Kamptaki ortaokulda müdür olarak görev yapan Yusuf Kara, “Çocuklarımız burada Kürtçe eğitim görüyor. Bu, Türkiye’de mümkün olacak mı” diye soruyor. Yine öğretmenlik yapan Hatun Babat da, “Tam demokratik bir Türkiye’de özgürce yaşamak için seve seve döneceklerini” söylüyor. “Tam demokratik Türkiye” tanımını ise Bozan yapıyor. Bozan’a göre, Kürt kimliğinin kabul edilerek anayasal güvence altına alınması, koruculuk sisteminin kaldırılması, geçmişte köyleri yakılanların zararlarının tazmin edilmesi anlamına geliyor. Bu durum sağlansa bile geri dönmenin gönüllülük esasıyla olmasını ve her şeye rağmen dönmek istemeyeceklerin zorlanmaması gerektiğini savunuyor Bozan. “Burada, mülteci statüsünde ve BM şemsiyesi altında yaşamını sürdürmekten memnun insanlar da var” diyor. Newsweek Türkiye’ye konuşan BM Mülteciler Yüksek Komiserliği’nin Erbil sorumlusu Charlie Lynch de, “Mahmur’daki mültecilerin zorla yerlerinden edilemeyeceğini ama gönüllü dönüşlere her türlü desteği verebileceklerini” söylüyor. Mahmur Kaymakamı Şeyh Barzan Said de, aynı fikirde. Mahmur Kampı’nın adeta “küçük bir Türkiye” olduğunu ve hem Türkiye ile ilişkilere dikkat edip hem de kamptaki mültecileri hoş tutmaya çalıştıklarını belirten Said, “Mahmurlular yasal statüde mülteciler. İster giderler, ister kalırlar. Takdir onların. Zorla göndermemiz söz konusu olamaz” diyor.

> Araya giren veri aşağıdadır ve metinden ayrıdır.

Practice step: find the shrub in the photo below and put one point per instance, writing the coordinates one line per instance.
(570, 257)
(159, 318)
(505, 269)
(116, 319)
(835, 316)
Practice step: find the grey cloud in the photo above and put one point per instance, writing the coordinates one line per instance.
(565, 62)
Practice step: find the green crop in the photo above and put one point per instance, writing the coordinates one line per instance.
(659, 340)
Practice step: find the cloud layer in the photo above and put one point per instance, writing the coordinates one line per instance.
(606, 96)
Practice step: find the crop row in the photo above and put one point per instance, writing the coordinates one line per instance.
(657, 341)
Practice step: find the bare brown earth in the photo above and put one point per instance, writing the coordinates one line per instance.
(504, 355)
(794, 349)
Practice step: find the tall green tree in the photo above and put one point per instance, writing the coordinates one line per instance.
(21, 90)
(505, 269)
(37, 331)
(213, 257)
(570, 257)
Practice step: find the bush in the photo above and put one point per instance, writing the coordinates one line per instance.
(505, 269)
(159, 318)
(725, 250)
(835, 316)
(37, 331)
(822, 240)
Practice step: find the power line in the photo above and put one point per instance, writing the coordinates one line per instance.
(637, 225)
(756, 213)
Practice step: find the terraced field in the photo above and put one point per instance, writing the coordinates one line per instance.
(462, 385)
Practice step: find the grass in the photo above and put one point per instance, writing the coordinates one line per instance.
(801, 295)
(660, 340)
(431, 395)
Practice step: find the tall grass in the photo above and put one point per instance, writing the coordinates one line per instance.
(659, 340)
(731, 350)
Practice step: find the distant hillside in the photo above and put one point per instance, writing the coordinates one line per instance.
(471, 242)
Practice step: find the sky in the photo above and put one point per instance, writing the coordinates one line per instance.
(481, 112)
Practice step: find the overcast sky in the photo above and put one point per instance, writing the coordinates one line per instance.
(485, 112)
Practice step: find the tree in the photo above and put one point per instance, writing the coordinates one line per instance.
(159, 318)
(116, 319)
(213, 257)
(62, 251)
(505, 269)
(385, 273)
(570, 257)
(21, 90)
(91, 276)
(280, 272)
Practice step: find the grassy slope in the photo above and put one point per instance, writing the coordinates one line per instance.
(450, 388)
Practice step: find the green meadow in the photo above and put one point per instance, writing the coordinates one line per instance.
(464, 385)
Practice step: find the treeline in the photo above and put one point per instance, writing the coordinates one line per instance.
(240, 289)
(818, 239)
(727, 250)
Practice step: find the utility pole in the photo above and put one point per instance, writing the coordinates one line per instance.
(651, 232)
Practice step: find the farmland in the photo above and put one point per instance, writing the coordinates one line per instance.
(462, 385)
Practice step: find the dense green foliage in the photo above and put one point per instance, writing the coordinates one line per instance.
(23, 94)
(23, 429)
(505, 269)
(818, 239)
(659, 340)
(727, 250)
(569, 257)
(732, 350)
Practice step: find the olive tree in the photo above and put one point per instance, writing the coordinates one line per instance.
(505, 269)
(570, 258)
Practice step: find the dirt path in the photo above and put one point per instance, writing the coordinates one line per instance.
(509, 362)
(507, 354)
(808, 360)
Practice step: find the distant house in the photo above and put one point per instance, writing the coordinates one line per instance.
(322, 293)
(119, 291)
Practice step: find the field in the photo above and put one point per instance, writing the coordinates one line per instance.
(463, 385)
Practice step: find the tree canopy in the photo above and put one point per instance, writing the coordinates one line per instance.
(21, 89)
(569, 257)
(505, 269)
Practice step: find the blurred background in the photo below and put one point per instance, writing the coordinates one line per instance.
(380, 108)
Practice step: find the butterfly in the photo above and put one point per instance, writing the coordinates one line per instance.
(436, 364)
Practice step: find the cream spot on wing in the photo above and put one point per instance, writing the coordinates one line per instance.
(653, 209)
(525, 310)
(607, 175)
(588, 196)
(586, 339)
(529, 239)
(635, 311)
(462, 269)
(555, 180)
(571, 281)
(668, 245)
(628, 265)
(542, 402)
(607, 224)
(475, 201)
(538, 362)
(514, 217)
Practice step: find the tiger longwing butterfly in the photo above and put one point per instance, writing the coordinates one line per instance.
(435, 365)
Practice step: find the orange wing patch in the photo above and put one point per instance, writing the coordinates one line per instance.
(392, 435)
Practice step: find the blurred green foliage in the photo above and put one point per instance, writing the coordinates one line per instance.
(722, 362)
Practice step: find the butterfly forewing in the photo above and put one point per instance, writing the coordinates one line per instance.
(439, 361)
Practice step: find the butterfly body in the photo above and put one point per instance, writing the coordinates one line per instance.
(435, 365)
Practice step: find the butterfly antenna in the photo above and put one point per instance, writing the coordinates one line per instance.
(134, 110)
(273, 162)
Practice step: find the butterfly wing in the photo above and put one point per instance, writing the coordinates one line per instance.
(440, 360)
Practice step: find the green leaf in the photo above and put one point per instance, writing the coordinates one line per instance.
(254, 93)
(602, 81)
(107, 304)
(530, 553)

Mahmurlu mültecilerin çoğu Türkiye’ye hiç gidip gelemiyor. Ama yine de irtibatları kopmamış. Türkiye’deki gelişmeleri yakından takip ediyor, akrabalarından sürekli haber alıyorlar. Bazen de, örneğin Türkiye’deki bir akrabalarının vefatı ya da düğünü söz konusu olduğunda sınırdan kaçak yollarla ülkeye giriyorlar. Mahmur Meclisi üyelerinden Asiye Nas, Kürt sorununa çözümü en çok kadınların arzuladığını söylüyor. “Kürt kadınlar artık oğullarının ve kocalarının ölmesini istemiyor. Asker annelerinin çektiklerini de en iyi biz anlarız. Mesela çözülürse hemen döneriz. Burada geçirdiğimiz 15 yıla rağmen tek birimizin bile Irak vatandaşı olmak istememesi, bir şey anlatmıyor mu?”
Kürt çözümü adımlarının ardından artık Mahmur’daki Kürt mültecilerin de gözü kulağı Ankara’dan gelen haberlerde.